"Tak" dla Kopca Pamięci, ale nie obok byłego obozu Auschwitz I
Członkowie Międzynarodowej Rady Oświęcimskiej (MRO) negatywnie zaopiniowali proponowaną przez władze Oświęcimia lokalizację Kopca Pamięci i Pojednania w bezpośrednim sąsiedztwie byłego niemieckiego obozu Auschwitz I - napisano w komunikacie sporządzonym po
posiedzeniu Rady. Rada zastrzegła jednak, że nadal popiera ideę
powstania kopca.
Sekretarz Rady Marek Zając podkreślił, że decyzję poprzedziło omówienie szczegółowego raportu dotyczącego Kopca. Stworzyła go komisja Rady ds. Lokalizacji Kopca Pamięci i Pojednania, wyłoniona spośród członków MRO.

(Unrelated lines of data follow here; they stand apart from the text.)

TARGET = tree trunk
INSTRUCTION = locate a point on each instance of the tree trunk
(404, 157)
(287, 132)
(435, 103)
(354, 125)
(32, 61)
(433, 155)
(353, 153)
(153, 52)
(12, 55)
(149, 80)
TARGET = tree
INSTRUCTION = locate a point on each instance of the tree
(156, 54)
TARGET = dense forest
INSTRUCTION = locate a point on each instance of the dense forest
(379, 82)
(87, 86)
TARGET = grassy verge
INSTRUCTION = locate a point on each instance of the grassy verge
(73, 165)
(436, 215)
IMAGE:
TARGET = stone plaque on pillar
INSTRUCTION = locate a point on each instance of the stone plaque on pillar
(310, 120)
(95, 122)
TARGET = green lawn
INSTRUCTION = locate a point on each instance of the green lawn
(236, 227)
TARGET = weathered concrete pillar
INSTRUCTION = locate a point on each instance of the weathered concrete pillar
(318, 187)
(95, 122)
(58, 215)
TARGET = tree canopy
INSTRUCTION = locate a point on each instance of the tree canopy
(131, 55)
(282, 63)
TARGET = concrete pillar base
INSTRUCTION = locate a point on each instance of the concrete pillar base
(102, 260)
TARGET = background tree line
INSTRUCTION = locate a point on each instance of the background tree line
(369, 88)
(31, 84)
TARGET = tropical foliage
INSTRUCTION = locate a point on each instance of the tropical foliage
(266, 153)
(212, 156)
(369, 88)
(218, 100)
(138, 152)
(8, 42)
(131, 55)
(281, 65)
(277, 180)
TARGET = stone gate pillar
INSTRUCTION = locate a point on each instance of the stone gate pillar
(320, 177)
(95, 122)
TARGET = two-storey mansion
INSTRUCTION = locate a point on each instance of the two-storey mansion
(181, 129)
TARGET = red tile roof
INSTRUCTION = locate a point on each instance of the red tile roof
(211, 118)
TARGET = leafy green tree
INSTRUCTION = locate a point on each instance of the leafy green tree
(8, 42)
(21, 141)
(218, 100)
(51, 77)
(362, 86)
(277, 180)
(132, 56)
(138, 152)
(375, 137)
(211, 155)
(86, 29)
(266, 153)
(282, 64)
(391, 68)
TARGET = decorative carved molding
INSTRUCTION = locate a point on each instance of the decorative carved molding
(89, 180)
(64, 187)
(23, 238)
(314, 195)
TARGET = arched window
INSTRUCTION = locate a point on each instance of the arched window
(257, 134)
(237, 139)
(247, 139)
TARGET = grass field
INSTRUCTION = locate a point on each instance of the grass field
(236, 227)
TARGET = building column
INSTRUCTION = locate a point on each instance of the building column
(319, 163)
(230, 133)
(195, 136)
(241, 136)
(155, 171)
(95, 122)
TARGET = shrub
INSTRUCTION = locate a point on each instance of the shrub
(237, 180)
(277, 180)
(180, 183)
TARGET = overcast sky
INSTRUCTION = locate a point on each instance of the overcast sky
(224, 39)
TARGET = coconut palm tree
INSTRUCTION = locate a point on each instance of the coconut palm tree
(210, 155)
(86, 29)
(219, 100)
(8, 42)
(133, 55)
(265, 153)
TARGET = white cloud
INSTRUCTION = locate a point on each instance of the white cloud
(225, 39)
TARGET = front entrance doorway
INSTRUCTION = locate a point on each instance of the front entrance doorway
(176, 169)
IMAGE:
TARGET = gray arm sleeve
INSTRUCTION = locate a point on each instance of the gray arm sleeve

Według raportu, lokalizacja w bezpośredniej bliskości byłego obozu jest nie do przyjęcia, między innymi dlatego, że Kopiec o wysokości 12-piętrowego wieżowca wiązałby się z radykalną zmianą okolicznego krajobrazu i przytłoczyłby obszar byłego obozu. Lokalizacja Kopca jest też nieprzejrzysta ideowo. Według wstępnych projektów, Kopiec miał stanowić łącznik na trasie między Auschwitz I i Birkenau. Obecnie miałby stanąć między żwirowiskiem, przy murze Auschwitz I i dawną kuchnią SS. Nie ma także ekspertyz geologicznych, jaki wpływ tak duże usypisko miałoby na otoczenie.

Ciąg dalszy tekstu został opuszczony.